L'exception française
Lundi, à Londres, lors de la remise des prix au Guildhall, J'ai vu s'affronter deux visons du monde de la gastronomie. La vison française, suprématiste et individuelle et celle du reste du monde, globale et lobbyiste.
Le World's 50 Best Restaurants fête cette année ses 10 ans. Dix années qui ont vu classer de numéro 1 à 50 des restaurants dans le monde. Une idée discutable. Comparer en ne référant à aucun autre critère que celui de la subjectivité du votant (en tous cas en 2002 ! nous y reviendrons).

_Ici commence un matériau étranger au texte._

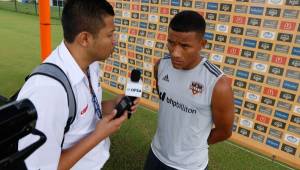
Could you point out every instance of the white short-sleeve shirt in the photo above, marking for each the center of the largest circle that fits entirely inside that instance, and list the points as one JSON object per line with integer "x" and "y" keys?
{"x": 50, "y": 101}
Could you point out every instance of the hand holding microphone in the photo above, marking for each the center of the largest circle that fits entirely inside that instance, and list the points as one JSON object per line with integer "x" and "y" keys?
{"x": 133, "y": 90}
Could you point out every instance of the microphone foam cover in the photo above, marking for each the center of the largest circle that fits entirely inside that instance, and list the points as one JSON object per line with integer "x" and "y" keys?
{"x": 135, "y": 75}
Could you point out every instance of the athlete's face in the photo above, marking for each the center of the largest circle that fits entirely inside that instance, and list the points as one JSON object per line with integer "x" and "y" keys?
{"x": 184, "y": 48}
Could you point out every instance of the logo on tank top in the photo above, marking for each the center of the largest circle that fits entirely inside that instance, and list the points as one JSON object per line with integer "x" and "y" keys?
{"x": 166, "y": 78}
{"x": 196, "y": 88}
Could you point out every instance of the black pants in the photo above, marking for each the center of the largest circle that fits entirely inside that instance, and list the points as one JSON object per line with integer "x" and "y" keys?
{"x": 153, "y": 163}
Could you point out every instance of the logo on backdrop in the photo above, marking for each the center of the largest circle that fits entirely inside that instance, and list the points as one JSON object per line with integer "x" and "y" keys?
{"x": 196, "y": 88}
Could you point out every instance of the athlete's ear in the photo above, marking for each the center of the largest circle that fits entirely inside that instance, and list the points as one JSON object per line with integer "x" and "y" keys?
{"x": 203, "y": 43}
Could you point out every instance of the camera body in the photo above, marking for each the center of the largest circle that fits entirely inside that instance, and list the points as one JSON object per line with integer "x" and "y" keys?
{"x": 125, "y": 104}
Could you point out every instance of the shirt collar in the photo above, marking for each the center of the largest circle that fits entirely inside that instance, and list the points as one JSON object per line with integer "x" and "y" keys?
{"x": 71, "y": 67}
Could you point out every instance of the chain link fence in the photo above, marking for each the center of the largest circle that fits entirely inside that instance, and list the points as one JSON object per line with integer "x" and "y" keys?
{"x": 32, "y": 7}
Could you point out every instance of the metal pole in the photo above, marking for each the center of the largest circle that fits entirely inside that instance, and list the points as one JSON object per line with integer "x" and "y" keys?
{"x": 45, "y": 29}
{"x": 35, "y": 7}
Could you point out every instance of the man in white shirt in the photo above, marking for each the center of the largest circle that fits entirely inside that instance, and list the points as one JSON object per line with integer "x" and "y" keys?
{"x": 88, "y": 28}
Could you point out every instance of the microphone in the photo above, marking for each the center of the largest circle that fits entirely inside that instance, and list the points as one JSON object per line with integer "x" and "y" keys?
{"x": 133, "y": 90}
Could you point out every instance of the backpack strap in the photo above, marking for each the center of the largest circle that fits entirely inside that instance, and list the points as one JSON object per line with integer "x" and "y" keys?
{"x": 53, "y": 71}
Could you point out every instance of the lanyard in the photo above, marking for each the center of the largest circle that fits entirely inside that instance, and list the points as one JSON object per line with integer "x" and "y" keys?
{"x": 94, "y": 97}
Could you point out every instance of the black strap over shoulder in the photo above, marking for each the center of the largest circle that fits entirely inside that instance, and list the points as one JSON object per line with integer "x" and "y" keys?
{"x": 53, "y": 71}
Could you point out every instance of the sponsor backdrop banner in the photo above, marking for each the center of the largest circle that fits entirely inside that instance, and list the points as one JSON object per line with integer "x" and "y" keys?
{"x": 255, "y": 42}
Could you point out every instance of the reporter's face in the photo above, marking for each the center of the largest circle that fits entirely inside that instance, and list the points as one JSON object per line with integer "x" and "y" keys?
{"x": 104, "y": 41}
{"x": 184, "y": 48}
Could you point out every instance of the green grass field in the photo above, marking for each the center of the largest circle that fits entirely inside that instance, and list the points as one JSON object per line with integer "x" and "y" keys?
{"x": 20, "y": 52}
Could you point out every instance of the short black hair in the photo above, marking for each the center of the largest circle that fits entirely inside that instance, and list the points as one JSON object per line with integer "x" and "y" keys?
{"x": 188, "y": 21}
{"x": 84, "y": 15}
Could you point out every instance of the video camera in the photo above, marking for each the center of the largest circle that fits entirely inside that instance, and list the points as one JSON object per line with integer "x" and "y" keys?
{"x": 17, "y": 119}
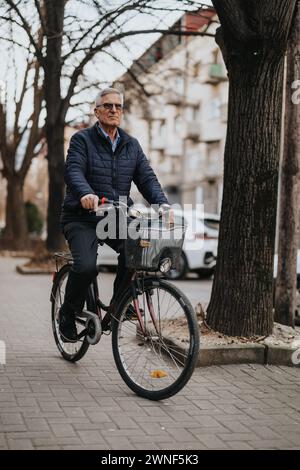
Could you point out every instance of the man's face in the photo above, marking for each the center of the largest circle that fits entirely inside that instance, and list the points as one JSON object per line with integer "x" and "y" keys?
{"x": 108, "y": 114}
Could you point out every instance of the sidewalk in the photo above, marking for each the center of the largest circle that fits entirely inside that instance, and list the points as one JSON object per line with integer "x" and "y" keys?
{"x": 46, "y": 402}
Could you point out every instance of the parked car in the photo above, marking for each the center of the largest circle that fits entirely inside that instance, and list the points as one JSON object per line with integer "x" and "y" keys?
{"x": 199, "y": 247}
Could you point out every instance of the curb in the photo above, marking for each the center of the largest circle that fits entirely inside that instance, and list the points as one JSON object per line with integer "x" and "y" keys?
{"x": 249, "y": 354}
{"x": 231, "y": 354}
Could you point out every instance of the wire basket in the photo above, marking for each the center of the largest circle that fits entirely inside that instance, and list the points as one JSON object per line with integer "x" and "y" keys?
{"x": 152, "y": 244}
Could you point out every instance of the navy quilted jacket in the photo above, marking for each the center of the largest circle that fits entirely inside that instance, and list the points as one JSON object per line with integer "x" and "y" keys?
{"x": 92, "y": 167}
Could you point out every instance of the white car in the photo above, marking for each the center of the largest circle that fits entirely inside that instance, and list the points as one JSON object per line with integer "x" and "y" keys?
{"x": 199, "y": 248}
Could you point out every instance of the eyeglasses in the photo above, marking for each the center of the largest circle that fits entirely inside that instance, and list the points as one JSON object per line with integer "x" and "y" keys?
{"x": 110, "y": 106}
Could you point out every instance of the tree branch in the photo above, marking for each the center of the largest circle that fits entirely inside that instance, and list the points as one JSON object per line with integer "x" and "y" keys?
{"x": 27, "y": 29}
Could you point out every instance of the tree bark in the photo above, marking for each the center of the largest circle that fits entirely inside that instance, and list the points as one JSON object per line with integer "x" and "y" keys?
{"x": 55, "y": 120}
{"x": 253, "y": 38}
{"x": 16, "y": 231}
{"x": 286, "y": 283}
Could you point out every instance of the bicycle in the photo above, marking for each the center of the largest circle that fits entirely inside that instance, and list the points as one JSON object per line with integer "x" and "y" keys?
{"x": 154, "y": 329}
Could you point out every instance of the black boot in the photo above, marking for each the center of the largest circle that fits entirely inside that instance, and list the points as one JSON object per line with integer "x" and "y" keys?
{"x": 67, "y": 326}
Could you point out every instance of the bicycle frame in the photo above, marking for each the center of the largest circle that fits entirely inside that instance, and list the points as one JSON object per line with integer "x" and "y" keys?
{"x": 132, "y": 281}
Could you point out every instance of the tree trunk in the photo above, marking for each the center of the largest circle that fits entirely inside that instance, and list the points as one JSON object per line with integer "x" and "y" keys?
{"x": 16, "y": 231}
{"x": 55, "y": 139}
{"x": 286, "y": 283}
{"x": 55, "y": 120}
{"x": 242, "y": 295}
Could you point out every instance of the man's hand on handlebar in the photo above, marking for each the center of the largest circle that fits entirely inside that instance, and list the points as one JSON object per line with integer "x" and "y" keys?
{"x": 90, "y": 201}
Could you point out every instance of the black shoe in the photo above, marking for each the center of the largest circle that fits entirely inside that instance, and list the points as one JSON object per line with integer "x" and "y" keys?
{"x": 67, "y": 328}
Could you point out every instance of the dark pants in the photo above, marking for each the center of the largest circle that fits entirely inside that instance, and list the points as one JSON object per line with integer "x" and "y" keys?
{"x": 83, "y": 244}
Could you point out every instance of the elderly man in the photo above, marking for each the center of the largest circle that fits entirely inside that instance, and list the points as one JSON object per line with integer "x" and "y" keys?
{"x": 102, "y": 161}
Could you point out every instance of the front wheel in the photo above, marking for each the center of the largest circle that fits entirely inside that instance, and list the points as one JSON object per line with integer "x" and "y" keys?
{"x": 157, "y": 356}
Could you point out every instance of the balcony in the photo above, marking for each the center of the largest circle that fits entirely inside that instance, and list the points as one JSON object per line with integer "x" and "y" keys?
{"x": 211, "y": 131}
{"x": 193, "y": 131}
{"x": 214, "y": 74}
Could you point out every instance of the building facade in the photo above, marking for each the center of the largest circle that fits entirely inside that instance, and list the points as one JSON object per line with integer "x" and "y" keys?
{"x": 176, "y": 99}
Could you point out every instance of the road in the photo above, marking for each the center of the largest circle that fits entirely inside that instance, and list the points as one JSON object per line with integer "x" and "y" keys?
{"x": 48, "y": 403}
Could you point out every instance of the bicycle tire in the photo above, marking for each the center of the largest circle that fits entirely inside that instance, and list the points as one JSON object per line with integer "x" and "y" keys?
{"x": 191, "y": 356}
{"x": 63, "y": 348}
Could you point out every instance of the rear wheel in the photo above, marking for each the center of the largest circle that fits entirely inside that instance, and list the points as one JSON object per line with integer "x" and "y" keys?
{"x": 158, "y": 362}
{"x": 70, "y": 351}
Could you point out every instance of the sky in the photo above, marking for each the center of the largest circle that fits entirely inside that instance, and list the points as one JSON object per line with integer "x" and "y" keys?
{"x": 103, "y": 67}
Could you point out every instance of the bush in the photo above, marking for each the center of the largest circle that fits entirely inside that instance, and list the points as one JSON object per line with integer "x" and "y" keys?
{"x": 34, "y": 218}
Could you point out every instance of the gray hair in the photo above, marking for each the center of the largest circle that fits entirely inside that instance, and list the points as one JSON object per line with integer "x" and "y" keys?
{"x": 108, "y": 91}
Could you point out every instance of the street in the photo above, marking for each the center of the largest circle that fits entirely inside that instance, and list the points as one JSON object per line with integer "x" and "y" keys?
{"x": 48, "y": 403}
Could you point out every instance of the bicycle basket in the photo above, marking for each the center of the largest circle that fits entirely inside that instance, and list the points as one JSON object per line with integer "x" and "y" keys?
{"x": 153, "y": 243}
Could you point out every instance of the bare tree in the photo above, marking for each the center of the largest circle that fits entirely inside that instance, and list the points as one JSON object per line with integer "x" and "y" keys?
{"x": 18, "y": 146}
{"x": 73, "y": 41}
{"x": 286, "y": 283}
{"x": 253, "y": 39}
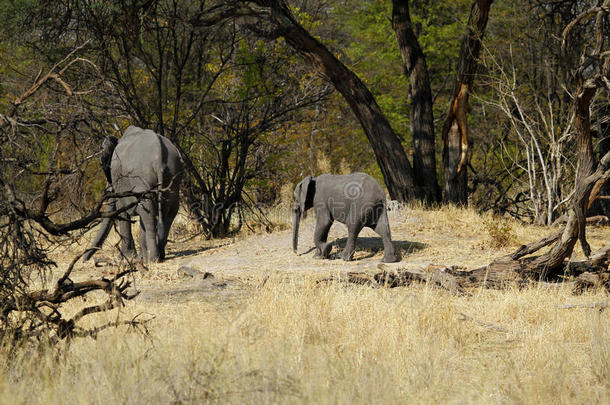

En 2002 , le top ten cette liste consacrait El Bulli, Gordon Ramsey, The French Laundry, Rockpool en Australie, Spoon des îles à l'île Maurice, L'Auberge de l'Ill, 1884 en Argentine (n'existe plus), the Ivy, Eigensinn Farm au Canada (n'existe plus) et Tetsua's à Sydney. Un classement hétéroclite, correspondant aussi à l'état de la planète gastronomie avant que les médias, lobby et agences de RP ne s'en emparent.
Aujourd'hui la machine 50 Best, parfaitement rodée et appuyée de très gros sponsors, orchestre ce qu'ils définissent comme les Oscar des cebrity chefs.
La fête annuelle se tient au Guildhall. Elle débute sur le parvis où les médias TV s'arrachent les les interviews des très nombreux chefs. Exception pour les français, qui boudent la fête. Seul étaient présent : l'Astrance - Pascal Barbot et Christophe Rohat, Le Chateaubriand - Inaki Aizpitrate et ses associés, La Grenouillère - Alexandre Gautier et son agent, Le Mirazur - Mauro Colagreco).
Les chefs, venus à leurs frais du monde entier, célèbrent une sincère et véritable joie à se retrouver et à partager avec les journalistes en nombre (sauf les français) et venus aussi de tous les continents.
Un cocktail bruyant et compact et puis, au pas de course - et c'est plutôt bien ainsi - les 50 résultats sous les hourra du public. S'ensuit une fête, dérive dans Londres au gré des adresses clientes de l'agence de RP qui gère l'événement. Un indice pour comprendre les rouages de la machine 50 Best.
Un cocktail bruyant et compact et puis, au pas de course - et c'est plutôt bien ainsi - les 50 résultats sous les hourra du public. S'ensuit une fête, dérive dans Londres au gré des adresses clientes de l'agence de RP qui gère l'événement. Un indice pour comprendre les rouages de la machine 50 Best.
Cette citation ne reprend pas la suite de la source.